Article published in The Kyiv weekly, 05/10/2012
The mountains echoed once again to the sounds of the «trembita», a long wooden horn, to the «duda», a local bagpipe and to the «tsymbaly», that is hammered dulcimers. On September 21-23, the town of Verkhovyna, some 130 kilometers from Ivano-Frankivsk, was host to the 20th International Hutsul Festival.
«Here’s Zhabye, the capital of all Hutsuls. People say there’s no village above Zhabye, nowhere high or low»
By definition, Hutsuls make up a sub-ethnos of the Ukrainians, although it is not well-established when they populated the area or where their name comes from. Some Hutsul communities can be found in Romania and Poland. A specific Hutsul dialect is affiliated to Ukrainian, but has strong Polish and Romanian influences. Yet in Ukraine, the issue of identity bordering is not relevant: «Hutsuls rule over the Carpathians, and high Carpathians are populated by Hutsuls», Vasyl, a Verkhovyna carpenter, sums up. Today about 30,000 people strong, the community is well-settled on the top of the chain, in the surroundings of Mount Hoverla, the country´s highest mountain.

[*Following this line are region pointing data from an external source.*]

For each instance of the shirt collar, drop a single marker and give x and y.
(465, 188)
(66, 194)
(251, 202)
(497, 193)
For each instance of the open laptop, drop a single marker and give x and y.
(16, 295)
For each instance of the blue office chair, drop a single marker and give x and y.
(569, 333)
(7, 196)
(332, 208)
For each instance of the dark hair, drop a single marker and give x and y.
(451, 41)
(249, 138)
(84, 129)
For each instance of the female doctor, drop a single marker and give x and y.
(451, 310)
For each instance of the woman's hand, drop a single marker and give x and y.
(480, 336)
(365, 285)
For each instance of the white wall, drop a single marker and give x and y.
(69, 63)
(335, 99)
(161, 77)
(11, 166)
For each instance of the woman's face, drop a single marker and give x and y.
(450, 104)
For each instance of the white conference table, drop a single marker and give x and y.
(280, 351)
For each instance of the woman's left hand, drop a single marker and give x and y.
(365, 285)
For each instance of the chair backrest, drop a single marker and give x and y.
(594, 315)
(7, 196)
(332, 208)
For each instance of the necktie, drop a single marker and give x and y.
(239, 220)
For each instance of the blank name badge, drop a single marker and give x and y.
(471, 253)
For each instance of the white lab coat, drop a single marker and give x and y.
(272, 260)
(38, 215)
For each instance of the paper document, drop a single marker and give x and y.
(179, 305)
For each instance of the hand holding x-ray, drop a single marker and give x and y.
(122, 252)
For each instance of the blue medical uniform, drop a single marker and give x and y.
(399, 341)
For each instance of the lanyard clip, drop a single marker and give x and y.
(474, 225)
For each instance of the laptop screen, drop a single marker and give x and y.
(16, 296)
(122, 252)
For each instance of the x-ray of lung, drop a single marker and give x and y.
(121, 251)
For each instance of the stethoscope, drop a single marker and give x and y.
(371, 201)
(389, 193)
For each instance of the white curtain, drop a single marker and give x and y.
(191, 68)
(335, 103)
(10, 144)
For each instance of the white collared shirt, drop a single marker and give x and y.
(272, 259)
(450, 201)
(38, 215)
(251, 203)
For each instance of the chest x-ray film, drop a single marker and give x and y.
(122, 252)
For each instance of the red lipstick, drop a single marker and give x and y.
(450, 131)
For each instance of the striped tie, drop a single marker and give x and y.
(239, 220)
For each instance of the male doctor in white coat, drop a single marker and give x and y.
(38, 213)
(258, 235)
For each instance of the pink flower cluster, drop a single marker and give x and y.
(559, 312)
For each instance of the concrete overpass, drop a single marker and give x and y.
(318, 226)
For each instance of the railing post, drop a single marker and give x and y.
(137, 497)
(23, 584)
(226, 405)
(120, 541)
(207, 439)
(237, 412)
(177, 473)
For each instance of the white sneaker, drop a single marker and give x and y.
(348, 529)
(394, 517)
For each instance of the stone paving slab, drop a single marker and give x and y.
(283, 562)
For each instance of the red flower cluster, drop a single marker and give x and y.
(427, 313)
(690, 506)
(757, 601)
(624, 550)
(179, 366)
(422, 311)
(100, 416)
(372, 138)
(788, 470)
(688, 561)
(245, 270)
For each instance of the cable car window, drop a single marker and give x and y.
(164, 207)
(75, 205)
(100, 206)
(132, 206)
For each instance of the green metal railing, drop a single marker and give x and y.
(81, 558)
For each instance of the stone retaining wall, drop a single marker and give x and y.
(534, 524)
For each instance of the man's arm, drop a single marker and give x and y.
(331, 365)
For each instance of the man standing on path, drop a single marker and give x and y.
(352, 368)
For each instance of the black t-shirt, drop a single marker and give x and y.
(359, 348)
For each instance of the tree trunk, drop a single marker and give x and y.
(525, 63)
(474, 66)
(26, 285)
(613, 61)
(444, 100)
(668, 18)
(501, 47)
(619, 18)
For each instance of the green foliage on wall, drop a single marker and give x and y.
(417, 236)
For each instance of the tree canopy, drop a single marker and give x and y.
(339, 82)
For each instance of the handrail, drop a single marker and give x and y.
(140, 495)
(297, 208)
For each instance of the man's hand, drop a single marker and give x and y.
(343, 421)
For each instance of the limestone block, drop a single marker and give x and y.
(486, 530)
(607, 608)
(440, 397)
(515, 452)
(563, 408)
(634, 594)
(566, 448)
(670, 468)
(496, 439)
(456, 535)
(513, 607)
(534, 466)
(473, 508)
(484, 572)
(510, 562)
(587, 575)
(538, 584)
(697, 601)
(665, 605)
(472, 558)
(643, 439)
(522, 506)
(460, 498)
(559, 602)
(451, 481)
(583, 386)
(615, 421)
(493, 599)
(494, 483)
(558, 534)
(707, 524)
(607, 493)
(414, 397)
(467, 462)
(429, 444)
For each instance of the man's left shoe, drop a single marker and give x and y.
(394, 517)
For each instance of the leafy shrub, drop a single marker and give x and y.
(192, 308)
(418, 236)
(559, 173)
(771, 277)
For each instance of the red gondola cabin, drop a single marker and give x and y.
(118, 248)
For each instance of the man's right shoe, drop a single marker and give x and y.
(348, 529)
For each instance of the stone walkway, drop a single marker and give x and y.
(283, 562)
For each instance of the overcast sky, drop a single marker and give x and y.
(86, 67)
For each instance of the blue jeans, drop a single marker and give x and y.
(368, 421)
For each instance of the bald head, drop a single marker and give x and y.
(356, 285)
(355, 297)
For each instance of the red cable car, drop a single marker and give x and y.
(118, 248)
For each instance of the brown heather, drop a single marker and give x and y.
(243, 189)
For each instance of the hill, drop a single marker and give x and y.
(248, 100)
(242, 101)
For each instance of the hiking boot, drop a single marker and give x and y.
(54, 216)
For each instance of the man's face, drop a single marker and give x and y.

A number of writers and poets, such as Ivan Franko, Lesya Ukrainka and Mykhailo Kotsiubynsky have found their inspiration in Hutsulshchyna. The Soviet director Sergei Paradjanov based his 1964 «Shadows of Forgotten Ancestors» movie on Kotsiubynsky´s book to depict the traditional folk culture and traditions of the highlanders. In independent Ukraine, where strong regional differences have been characterizing the development of a modern state, Hutsuls exert a certain fascination over Ukrainians in the plains and cities. «Here is something special», Alexandra explains. A young student from Kyiv, she travels often to the Carpathians and keeps being amazed by the vivacity of Hutsul culture. «It seems that these people have resisted Soviet times better than the rest of the country. The language is slightly different, yet they are truly Ukrainians. I think actually that Hutsuls should serve as a kind of a role-model for Ukraine to assert its identity as a cultural nation». Music is a sure element of this fascination. Bands such as «Perkalaba» and «Hrich Orkestr» regularly entertain Ukrainians with their captivating melodies. This helps explain the victory of singer Ruslana at the 2004 Eurovision contest. Her song «Wild Dances» openly exploited the sounds and dancing moves of the traditional Hutsul folk.

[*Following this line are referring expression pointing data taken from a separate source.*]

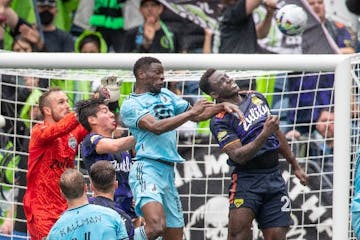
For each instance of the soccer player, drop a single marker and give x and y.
(83, 220)
(97, 118)
(257, 189)
(103, 184)
(52, 149)
(152, 114)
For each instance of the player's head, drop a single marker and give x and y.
(218, 85)
(325, 123)
(72, 184)
(54, 104)
(318, 6)
(102, 177)
(151, 10)
(94, 113)
(149, 74)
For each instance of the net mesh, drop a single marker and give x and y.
(297, 98)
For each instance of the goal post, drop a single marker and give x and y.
(203, 167)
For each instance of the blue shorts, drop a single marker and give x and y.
(263, 191)
(152, 180)
(355, 223)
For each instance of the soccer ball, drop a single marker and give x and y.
(291, 19)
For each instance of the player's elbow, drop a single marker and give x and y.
(239, 158)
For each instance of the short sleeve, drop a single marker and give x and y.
(180, 105)
(131, 113)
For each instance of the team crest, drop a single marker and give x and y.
(238, 202)
(221, 135)
(72, 142)
(153, 188)
(255, 100)
(93, 138)
(164, 99)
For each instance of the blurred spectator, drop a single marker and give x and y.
(108, 19)
(237, 28)
(81, 17)
(22, 31)
(309, 93)
(154, 36)
(342, 35)
(103, 184)
(56, 40)
(72, 224)
(321, 150)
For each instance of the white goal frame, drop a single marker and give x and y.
(340, 64)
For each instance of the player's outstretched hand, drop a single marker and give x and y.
(301, 175)
(112, 85)
(271, 125)
(200, 106)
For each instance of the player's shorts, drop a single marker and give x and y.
(263, 191)
(355, 223)
(152, 180)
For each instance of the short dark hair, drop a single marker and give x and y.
(204, 81)
(143, 64)
(102, 176)
(144, 1)
(44, 98)
(72, 183)
(87, 108)
(51, 3)
(91, 38)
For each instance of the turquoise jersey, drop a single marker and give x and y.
(356, 200)
(162, 105)
(90, 222)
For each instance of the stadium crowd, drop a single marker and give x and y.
(137, 26)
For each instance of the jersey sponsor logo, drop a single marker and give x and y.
(220, 115)
(152, 188)
(123, 166)
(161, 111)
(78, 224)
(72, 142)
(238, 202)
(56, 164)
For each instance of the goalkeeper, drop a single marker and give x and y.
(52, 149)
(257, 189)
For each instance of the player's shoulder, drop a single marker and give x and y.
(93, 137)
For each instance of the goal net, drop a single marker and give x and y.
(301, 92)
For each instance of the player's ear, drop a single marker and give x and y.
(92, 120)
(141, 74)
(116, 184)
(214, 95)
(47, 110)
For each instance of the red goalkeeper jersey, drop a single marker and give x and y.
(52, 149)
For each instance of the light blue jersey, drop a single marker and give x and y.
(356, 200)
(89, 222)
(355, 206)
(162, 105)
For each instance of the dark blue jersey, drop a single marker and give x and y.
(227, 128)
(120, 160)
(106, 202)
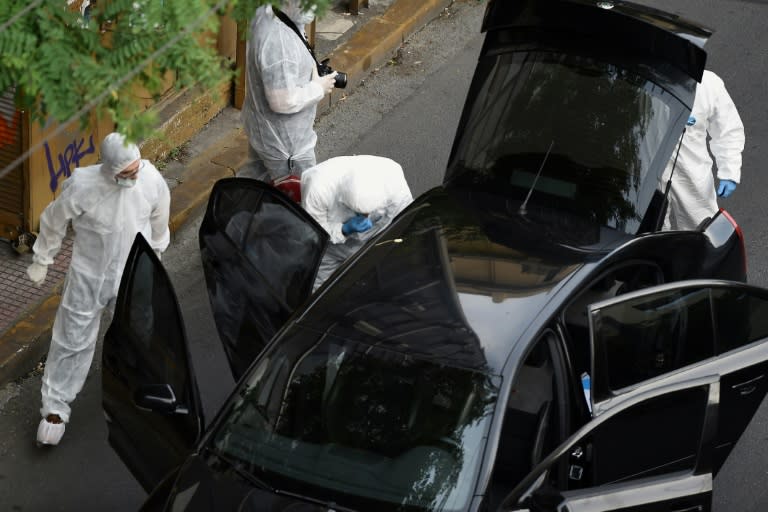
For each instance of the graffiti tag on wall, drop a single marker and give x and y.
(9, 129)
(67, 159)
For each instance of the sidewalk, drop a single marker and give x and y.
(355, 44)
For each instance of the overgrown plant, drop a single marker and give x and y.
(61, 64)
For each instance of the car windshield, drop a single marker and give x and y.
(359, 425)
(567, 134)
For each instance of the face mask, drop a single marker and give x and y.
(125, 182)
(299, 17)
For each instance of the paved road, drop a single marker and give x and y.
(407, 111)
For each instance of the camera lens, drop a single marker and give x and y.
(340, 82)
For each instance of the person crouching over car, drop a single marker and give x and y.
(353, 198)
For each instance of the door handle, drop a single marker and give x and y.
(748, 387)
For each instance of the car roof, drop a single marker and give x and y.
(616, 26)
(451, 280)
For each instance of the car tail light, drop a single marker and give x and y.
(740, 234)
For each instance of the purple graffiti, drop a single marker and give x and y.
(71, 156)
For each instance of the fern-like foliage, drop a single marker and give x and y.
(61, 64)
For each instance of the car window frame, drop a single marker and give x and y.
(538, 477)
(600, 388)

Like most of western Ukraine, Hutsuls generally support so-called «pro-Ukrainian parties», be it the late Orange team, the current united opposition to Viktor Yanukovich or the nationalist «Svoboda». Yet they appear detached from national politics, as Vasyl explains: «We live on the top of the mountains, the rest of Ukraine seems far to us. Back in 2002-04, Viktor Yushchenko used the Hoverla mount as a spot to launch his party and declare his candidacy to the presidency. It was kind of interesting to us, as he promised some resources to clean up the mountains and preserve the environment. But apart from that, politics is good for the flat lands»
And yet, the distinction grows thinner, as Hutsulshyna has troubles keeping its younglings close. More and more young people head to cities for studies and jobs, if not abroad. Yana was raised in Verkhovyna, but she now lives and studies in Ivano-Frankivsk. «Of course, mountains are beautiful and I know that my heart is here. But I want to make a career. And life in cities is more attractive, life there is less… archaic. To me, mountains are good for family and relaxation. I don´t have many friends left here».

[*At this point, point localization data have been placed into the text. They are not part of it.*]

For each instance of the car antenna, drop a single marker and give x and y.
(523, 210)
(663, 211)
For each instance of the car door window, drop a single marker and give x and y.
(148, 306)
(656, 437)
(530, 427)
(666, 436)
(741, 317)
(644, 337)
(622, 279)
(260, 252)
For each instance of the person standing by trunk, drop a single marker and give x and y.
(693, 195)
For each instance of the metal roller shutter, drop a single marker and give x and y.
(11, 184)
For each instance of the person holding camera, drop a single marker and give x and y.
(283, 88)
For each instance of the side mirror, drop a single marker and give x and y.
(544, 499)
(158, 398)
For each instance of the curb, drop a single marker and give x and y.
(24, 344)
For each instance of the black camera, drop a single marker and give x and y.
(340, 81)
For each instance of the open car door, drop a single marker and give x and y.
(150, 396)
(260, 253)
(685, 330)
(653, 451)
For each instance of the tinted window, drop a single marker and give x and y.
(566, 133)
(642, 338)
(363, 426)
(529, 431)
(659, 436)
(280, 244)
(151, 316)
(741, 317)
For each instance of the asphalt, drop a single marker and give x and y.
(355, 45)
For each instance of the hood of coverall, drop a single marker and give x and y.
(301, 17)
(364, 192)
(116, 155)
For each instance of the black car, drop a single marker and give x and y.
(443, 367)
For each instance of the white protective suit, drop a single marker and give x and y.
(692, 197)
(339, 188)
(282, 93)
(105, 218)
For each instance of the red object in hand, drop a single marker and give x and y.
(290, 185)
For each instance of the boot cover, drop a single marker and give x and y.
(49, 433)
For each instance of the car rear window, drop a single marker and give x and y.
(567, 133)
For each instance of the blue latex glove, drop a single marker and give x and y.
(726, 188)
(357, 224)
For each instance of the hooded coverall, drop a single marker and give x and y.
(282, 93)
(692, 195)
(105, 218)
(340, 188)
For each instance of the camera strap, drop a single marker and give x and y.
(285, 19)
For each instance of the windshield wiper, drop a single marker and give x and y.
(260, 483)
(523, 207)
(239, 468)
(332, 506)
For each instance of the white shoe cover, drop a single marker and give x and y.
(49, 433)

It is hard to estimate how many people have left the mountain tops over the past 20 years. Yet the artist Oksana knows her town has seriously depopulated. Once working in Kyiv, she has decided to come back to Verkhovyna and work on the preservation of Hutsul culture. «The biggest threat to our way of living was not war or the Soviets. We survived that. Ironically enough, it is peace and an open society which might hurt us the most. A culture without young people to take over is doomed to become a marginal phenomenon, if not a tourist product.» Yet this last weekend, it was no time for worrying. Gathered in the centre of Verkhovyna, hundreds of Hutsuls were there, as if to assert their existence. And to sing it loud.